Queen's University MMAI "Capstone Project" Team Project

HelloFresh – AI-Driven Visitor Intent Prediction

Optimizing Conversion Rates Through Clickstream Data Analysis & Machine Learning

Date: July 20th, 2022

Overview & Business Challenge:

For any online business, particularly subscription services, maximizing the conversion rate of website/app visitors into paying customers is crucial for ROI and sustainable growth. A common challenge is understanding and mitigating visitor abandonment before a desired action (e.g., subscription) is completed. This project aimed to address this by developing predictive models using clickstream data to identify, in real-time, a user’s likelihood to convert, thereby enabling targeted interventions to improve conversion rates and reduce wasted marketing spend.

Approach & AI/ML Methodology:

  • Data Foundation: Analyzed 2.5 million rows of raw clickstream data (from BigQuery) representing 26,000 unique customer journeys on a leading subscription service platform.
  • Extensive Data Engineering: Performed comprehensive data cleaning and feature engineering to transform raw user “hits” into meaningful features. This included:
    • Indexing unique customer journeys.
    • Dimensionality reduction for high-cardinality features (e.g., “screen_name”).
    • Creating aggregated statistical features (for shallow models) and sequential features (for LSTM) representing user behavior patterns.

Predictive Modeling (Dual Track):

  • Shallow Machine Learning (Adjusted Statistical Behavior Predictive Method – ASBPM):
    • Utilized ensemble models like CatBoost on engineered statistical features.
    • Achieved a strong ROC AUC of 0.8715, demonstrating the ability to predict conversion intent without data leakage.
  • Deep Learning (LSTM Method):
    • Developed a Bidirectional LSTM (BiLSTM) model to capture the nuances of sequential user behavior.
    • The BiLSTM model (using 55 hit steps) achieved an F1-macro score of 87% and ROC AUC of 0.875 (earlier tests showed 0.905 with 50 steps), indicating high predictive accuracy, especially when addressing data imbalance with SMOTE.

Rigorous Model Evaluation: Assessed models using ROC AUC, Precision-Recall AUC, and F1-Macro scores to ensure robustness.

Key Outcomes & Business Impact:

  • High-Accuracy Intent Prediction: Developed models that accurately predicted a user’s likelihood to convert or abandon their journey.
  • Real-Time Intervention Capability: The models provide probabilities of abandonment, enabling businesses to:
    • Identify at-risk users in real-time.
    • Deploy targeted interventions (e.g., personalized chatbot offers, support outreach) at optimal points in the user journey (e.g., “Checkout” page for non-converting users, as identified by the LSTM).

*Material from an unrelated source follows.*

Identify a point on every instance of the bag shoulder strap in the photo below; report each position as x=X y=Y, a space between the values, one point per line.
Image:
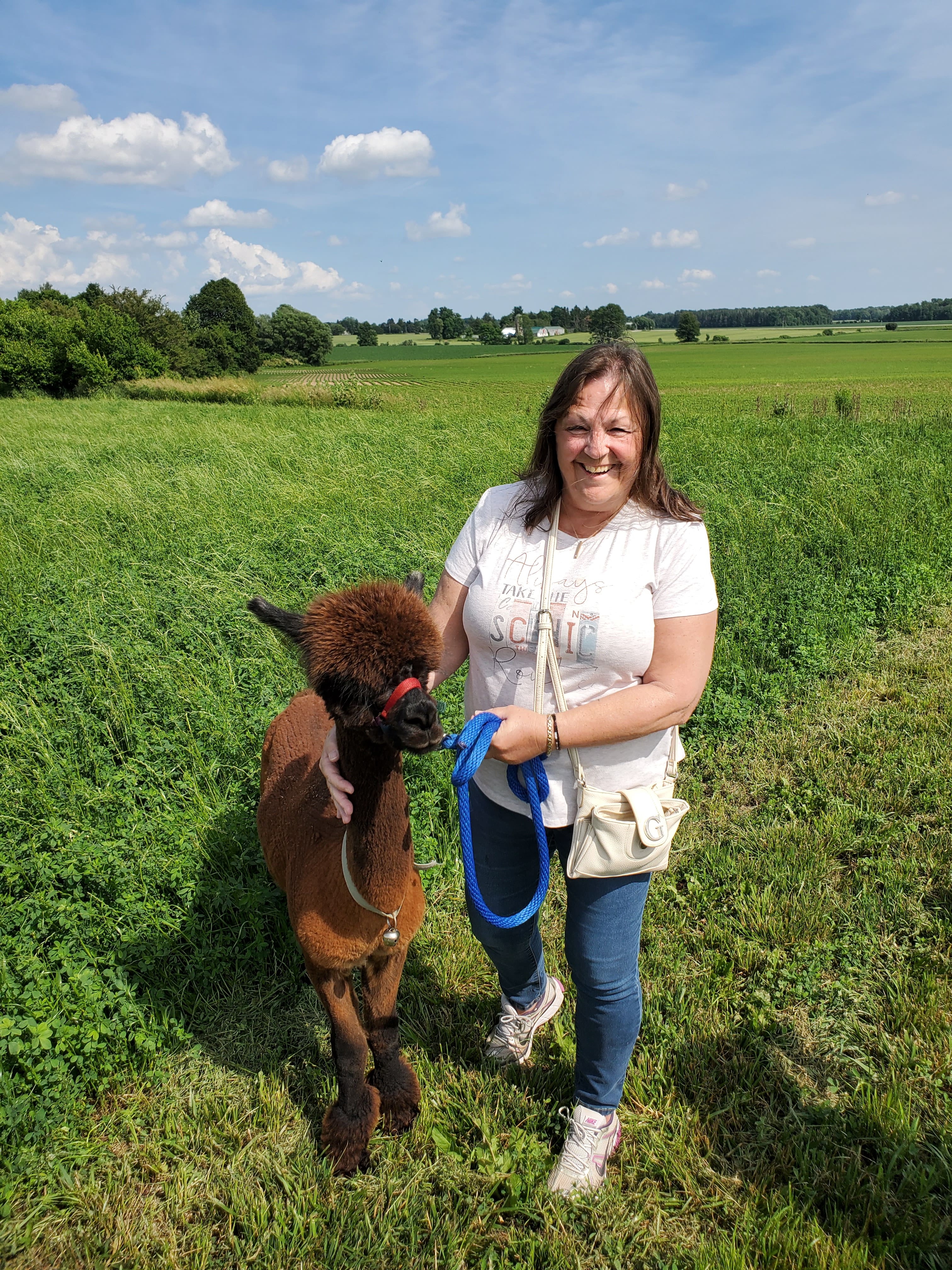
x=546 y=656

Significant Projected Revenue Uplift:

  • The CatBoost model projected a potential 8% revenue increase with targeted interventions.
  • The LSTM model projected a potential 12% revenue increase, demonstrating the value of more complex sequential modeling.

Optimized Marketing Efficiency:

Allows for more intelligent resource allocation by focusing retention efforts on users most likely to abandon.

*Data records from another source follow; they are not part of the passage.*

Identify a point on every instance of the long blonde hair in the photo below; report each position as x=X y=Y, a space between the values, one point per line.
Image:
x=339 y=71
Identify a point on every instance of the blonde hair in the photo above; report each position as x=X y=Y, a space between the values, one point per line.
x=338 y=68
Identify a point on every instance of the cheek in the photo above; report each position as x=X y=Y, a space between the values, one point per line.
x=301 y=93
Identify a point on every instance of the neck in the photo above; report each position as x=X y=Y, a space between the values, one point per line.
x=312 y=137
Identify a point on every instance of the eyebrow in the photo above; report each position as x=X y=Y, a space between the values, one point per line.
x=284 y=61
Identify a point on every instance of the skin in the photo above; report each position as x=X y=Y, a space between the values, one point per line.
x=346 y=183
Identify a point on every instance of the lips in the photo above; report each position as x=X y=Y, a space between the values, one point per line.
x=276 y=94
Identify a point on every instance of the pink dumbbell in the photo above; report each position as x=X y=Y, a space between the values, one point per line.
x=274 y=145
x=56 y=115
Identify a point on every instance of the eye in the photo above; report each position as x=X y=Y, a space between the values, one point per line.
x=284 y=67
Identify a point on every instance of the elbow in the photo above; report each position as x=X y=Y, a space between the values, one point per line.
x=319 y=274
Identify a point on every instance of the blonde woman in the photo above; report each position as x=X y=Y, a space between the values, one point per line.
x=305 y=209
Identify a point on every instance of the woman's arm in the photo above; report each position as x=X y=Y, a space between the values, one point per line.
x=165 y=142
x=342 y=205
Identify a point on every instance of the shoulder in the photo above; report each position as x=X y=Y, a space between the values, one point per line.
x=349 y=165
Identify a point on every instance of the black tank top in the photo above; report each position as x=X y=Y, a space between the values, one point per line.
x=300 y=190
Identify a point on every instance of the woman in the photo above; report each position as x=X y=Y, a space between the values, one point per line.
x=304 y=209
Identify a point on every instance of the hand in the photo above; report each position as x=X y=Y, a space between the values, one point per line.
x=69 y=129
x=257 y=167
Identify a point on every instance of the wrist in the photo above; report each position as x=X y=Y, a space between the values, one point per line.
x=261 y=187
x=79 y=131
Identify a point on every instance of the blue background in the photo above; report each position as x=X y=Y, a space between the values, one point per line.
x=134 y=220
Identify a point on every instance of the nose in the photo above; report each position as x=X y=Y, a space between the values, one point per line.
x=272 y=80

Key AI Concepts & Technologies Applied:

  • Machine Learning: CatBoost, Random Forest, Ensemble Methods.
  • Deep Learning: Bidirectional LSTM (BiLSTM) for Sequence Classification.
  • Clickstream Data Analysis: Processing large-scale user interaction data.
  • Advanced Feature Engineering: For both statistical and sequential modeling.
  • Big Data Technologies: Google BigQuery.
  • Predictive Modeling: Forecasting user conversion intent.
  • Data Imbalance Techniques: SMOTE.